Há mais o que fazer
Nada
contra os gramáticos e seu ofício. Mas esse Acordo Ortográfico com os
portugueses sempre pareceu forçado e inútil. Não é a ortografia que separa as
duas línguas, o português brasileiro e o português de Portugal. É a própria
visão de mundo, que se reflete na língua culta (escrita), e na conversação
coloquial.
Durante
muito tempo, a comunicação cotidiana no Brasil se fazia com a língua geral, que desapareceu, pouco a
pouco, enquanto o português brasileiro se afirmava nos púlpitos, na poesia, nos
documentos oficiais. Enriquecida dos vocábulos ameríndios e das línguas
africanas, a língua brasileira
começou a distinguir-se da que se falava em Portugal, contaminada, com o tempo, de francesismos e
anglicismos.
Entre os grandes escritores portugueses
do século 20, destacam-se alguns que viveram no Brasil, e se deixaram
influenciar pela nossa linguagem própria, como foram, entre outros, Miguel
Torga e Ferreira de Castro. Torga passou a adolescência em Leopoldina, Minas, e
Ferreira de Castro viveu dos 12 anos até a idade adulta nos seringais e rios
amazônicos. Os
dois se encontram entre os maiores escritores portugueses do século 20. E um
dos melhores livros sobre a vida amazônica da primeira metade do século 20 é o
de Ferreira de Castro, A selva. É na leitura de Saramago e Aquilino Ribeiro,
pelos brasileiros, e de Jorge Amado e
Guimarães Rosa, pelos portugueses, que
os dois universos intelectuais se encontram.

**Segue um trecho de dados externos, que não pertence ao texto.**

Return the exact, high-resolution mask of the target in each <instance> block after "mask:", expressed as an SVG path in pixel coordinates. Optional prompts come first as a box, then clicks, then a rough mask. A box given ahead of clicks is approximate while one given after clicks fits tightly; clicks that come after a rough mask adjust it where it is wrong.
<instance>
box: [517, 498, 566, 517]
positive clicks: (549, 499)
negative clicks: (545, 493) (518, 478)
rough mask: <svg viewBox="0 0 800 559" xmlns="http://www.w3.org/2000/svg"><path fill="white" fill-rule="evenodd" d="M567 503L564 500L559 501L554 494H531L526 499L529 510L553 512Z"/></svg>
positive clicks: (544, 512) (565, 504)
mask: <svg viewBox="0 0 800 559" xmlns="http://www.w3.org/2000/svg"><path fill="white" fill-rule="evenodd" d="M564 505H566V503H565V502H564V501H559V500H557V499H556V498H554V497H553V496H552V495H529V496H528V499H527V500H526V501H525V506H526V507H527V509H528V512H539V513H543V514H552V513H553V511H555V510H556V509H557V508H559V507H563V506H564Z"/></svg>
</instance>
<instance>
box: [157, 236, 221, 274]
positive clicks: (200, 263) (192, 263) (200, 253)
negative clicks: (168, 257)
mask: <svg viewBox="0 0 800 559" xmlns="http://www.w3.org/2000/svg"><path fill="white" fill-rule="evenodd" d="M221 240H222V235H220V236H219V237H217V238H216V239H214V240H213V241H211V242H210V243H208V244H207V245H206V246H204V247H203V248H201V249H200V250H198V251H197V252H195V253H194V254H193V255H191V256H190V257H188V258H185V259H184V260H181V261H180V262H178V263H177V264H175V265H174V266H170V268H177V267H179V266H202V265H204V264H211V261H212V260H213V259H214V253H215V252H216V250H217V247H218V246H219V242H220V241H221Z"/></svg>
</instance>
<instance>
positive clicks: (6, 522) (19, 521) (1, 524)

O Acordo pode ter agradado aos
que o sugeriram e trabalharam na simplificação
ortográfica, mas desagradou a grandes escritores de um e do outro lado do
Atlântico. Os jornais portugueses, e seus melhores escritores, o rejeitam. Muitos
acusam o Brasil de exercer imperialismo cultural e econômico nas negociações do
Tratado. Em nosso país,
fora alguns gramáticos (nem todos) e alguns jornalistas, o desagrado é geral.
Com
o abastardamento da linguagem, na redução do vocabulário e na particular
ortografia das redes virtuais, uma linguagem escrita que assegure a reprodução
exata dos fonemas é necessária, a fim de que se preserve a linguagem e se mantenha
a mesma forma culta em todo o território brasileiro.
Sinais gráficos como o trema e o
acento circunflexo são indispensáveis para manter a identidade entre as letras
e os sons.
A presidente Dilma Rousseff agiu com
prudência ao prorrogar por mais três anos a obrigatoriedade do
cumprimento do Acordo. Ela atendeu à pressão dos portugueses e dos
países da CPLP, mas prestou
grande serviço aos brasileiros. Seria o caso de os nossos jornais, que
entraram
no jogo dos gramáticos, voltarem à ortografia em uso.
É de se esperar que esses três anos
devolvam o bom-senso aos legisladores daqui e “d’além-mar”, para deixar as
coisas tal como elas se encontram. Temos mais o que fazer, no Brasil e em
Portugal, do que banir o trema, o acento circunflexo e o hífen. E, sem tais
recursos, fica mais difícil aprender a falar bem, e a pensar com clareza.